In 2020, Wilson and Geoffrey Davison translated Alain Hennache and Michel Ottaviani's two-volume French work Monographie des faisans into English. Published by the World Pheasant Association as Monograph of the Pheasants, the resulting single-volume work covers pheasant taxonomy, distribution, behaviour, captive breeding and conservation, with an appendix on junglefowl.

Wilson's agricultural work also developed into livestock-genetics policy. In July 2018, he was appointed to the Farm Animal Genetic Resources Committee, which advised Defra and the devolved administrations on the conservation and sustainable use of livestock genetic resources. The committee was relaunched in 2022 as the UK Genetics for Livestock and Equines Committee, on which he continued to serve. He later became chair of Defra's National Livestock Biobank Task Group.

His research in this area included a review, co-authored with Huw Jones, of genomic technologies in animal production and conservation. He also co-authored studies of the population genetics of the endangered Cleveland Bay horse and genomic methods for characterising bioaerosols in livestock facilities. Wilson was part of the Nottingham Trent University team commissioned to undertake a large-scale DNA study of the critically endangered Eriskay pony.

== Enterprise and public roles ==

Alongside his academic career, Wilson co-founded ventures in laboratory testing, antimicrobial lighting, biotechnology and research and development. These included a laboratory established in London during the COVID-19 pandemic. He later became executive chairman of HH Global Holdings.

In 2026, Wilson became a trustee of the Humanimal Trust, a charity that promotes collaboration between human and veterinary medicine, and an independent member of Buckinghamshire New University's governing council.

Wilson also serves on the Committee on Toxicity of Chemicals in Food, Consumer Products and the Environment. The independent scientific committee advises the Food Standards Agency, the Department of Health and Social Care and other government bodies on the toxicity of chemicals.

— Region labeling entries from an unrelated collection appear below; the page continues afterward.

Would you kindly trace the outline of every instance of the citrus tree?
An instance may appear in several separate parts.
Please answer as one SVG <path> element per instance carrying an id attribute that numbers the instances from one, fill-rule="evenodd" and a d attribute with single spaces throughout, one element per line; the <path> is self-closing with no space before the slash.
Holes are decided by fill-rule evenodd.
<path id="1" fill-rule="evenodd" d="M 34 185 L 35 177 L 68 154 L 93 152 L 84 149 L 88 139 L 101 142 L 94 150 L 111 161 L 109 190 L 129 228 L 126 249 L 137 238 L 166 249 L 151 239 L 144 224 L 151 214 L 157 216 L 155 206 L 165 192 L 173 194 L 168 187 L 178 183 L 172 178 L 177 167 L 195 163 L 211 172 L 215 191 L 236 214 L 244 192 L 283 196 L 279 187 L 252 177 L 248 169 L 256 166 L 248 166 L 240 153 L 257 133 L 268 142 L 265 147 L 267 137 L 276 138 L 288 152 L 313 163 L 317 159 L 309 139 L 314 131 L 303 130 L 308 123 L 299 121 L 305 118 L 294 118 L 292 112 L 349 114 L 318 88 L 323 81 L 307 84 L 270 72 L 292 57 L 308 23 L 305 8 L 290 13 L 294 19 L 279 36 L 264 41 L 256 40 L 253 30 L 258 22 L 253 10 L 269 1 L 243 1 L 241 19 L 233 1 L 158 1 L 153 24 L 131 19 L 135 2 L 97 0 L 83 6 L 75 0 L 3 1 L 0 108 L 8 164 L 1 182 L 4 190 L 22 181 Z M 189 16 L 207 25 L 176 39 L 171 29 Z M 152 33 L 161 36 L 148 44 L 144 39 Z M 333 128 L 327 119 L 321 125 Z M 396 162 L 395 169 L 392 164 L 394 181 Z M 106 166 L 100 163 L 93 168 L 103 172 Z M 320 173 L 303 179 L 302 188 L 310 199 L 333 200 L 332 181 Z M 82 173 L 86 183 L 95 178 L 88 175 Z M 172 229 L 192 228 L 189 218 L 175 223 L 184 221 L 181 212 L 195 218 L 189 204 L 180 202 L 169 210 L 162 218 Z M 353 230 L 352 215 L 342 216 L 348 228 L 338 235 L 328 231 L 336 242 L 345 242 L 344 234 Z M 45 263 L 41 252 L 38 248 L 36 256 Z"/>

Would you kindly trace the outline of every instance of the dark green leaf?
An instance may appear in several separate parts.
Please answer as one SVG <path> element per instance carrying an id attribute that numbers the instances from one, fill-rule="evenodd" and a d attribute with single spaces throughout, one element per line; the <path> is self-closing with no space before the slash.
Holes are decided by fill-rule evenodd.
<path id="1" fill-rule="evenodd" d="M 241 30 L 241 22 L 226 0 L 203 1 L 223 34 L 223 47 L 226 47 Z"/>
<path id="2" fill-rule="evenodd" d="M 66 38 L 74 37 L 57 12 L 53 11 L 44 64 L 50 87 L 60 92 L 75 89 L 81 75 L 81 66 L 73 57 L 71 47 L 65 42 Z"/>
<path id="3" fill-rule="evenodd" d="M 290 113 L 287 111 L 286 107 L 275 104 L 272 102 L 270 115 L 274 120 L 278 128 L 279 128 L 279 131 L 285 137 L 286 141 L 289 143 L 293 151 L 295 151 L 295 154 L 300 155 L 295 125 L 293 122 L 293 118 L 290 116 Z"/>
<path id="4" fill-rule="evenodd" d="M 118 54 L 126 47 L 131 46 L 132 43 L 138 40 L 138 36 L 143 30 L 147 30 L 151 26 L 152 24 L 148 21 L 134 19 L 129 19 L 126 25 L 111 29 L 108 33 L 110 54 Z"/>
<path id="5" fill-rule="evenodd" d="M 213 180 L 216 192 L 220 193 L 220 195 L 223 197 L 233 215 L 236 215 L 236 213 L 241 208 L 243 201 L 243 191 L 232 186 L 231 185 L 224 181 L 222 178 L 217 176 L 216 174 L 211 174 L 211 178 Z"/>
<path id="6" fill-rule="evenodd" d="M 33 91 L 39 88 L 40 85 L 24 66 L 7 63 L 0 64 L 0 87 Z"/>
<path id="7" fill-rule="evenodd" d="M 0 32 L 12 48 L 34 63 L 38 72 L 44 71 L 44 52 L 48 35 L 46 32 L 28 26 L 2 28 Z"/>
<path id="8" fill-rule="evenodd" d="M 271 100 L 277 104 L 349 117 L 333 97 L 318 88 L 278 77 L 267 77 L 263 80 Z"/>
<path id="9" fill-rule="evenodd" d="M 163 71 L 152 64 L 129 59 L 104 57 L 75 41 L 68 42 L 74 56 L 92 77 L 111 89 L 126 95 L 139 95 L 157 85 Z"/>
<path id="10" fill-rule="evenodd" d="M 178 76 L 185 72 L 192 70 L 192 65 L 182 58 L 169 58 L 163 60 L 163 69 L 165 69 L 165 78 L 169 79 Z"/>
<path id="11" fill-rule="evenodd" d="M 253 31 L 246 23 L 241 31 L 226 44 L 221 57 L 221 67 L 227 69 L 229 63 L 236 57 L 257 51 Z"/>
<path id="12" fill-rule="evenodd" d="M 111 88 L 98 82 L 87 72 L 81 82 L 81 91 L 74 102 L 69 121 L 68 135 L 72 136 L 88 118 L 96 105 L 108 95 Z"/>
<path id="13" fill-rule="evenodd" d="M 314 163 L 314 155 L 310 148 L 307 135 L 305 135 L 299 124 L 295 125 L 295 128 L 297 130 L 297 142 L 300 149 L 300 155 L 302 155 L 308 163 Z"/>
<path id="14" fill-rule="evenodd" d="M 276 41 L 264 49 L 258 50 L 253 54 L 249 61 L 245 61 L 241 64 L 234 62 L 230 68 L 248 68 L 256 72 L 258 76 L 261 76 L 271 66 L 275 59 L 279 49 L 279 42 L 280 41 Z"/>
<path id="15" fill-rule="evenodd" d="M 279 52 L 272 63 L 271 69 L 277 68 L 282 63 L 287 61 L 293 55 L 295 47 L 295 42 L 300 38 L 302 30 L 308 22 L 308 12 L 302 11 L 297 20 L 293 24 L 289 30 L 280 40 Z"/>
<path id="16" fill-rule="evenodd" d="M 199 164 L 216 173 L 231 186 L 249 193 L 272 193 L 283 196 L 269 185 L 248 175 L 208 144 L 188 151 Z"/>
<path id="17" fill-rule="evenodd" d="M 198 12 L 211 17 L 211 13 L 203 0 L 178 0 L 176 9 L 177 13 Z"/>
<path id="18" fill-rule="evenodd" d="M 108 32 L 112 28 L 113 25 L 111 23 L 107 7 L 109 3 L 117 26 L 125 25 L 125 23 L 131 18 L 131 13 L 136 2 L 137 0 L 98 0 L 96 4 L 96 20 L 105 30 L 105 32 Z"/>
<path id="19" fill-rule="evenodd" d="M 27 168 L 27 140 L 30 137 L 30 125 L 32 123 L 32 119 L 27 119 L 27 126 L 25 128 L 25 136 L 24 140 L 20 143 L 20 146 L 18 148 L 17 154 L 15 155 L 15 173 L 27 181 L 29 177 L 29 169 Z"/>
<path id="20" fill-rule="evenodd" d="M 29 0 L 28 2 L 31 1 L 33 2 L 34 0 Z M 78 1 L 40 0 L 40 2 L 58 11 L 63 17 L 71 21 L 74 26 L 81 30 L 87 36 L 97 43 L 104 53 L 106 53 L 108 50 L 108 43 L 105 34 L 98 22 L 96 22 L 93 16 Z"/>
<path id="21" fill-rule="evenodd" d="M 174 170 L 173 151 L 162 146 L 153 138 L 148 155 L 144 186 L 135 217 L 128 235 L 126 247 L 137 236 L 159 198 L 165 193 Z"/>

Wilson began a two-year term as president of the Royal Society of Medicine's Comparative Medicine Section in October 2025. During his presidency, the section was renamed the Section of One Health and Multispecies Medicine. Its programme was broadened to emphasise clinically relevant One Health education and exchange among human-health, veterinary and scientific disciplines.

== Honours ==

Wilson was included in the 2018 Forbes 30 Under 30 Europe list for Science and Healthcare. In 2019, he received the Royal Society of Chemistry's Joseph Black Award and was represented by the element krypton in the International Union of Pure and Applied Chemistry's Periodic Table of Younger Chemists. He was included in The Analytical Scientists Power List in 2021.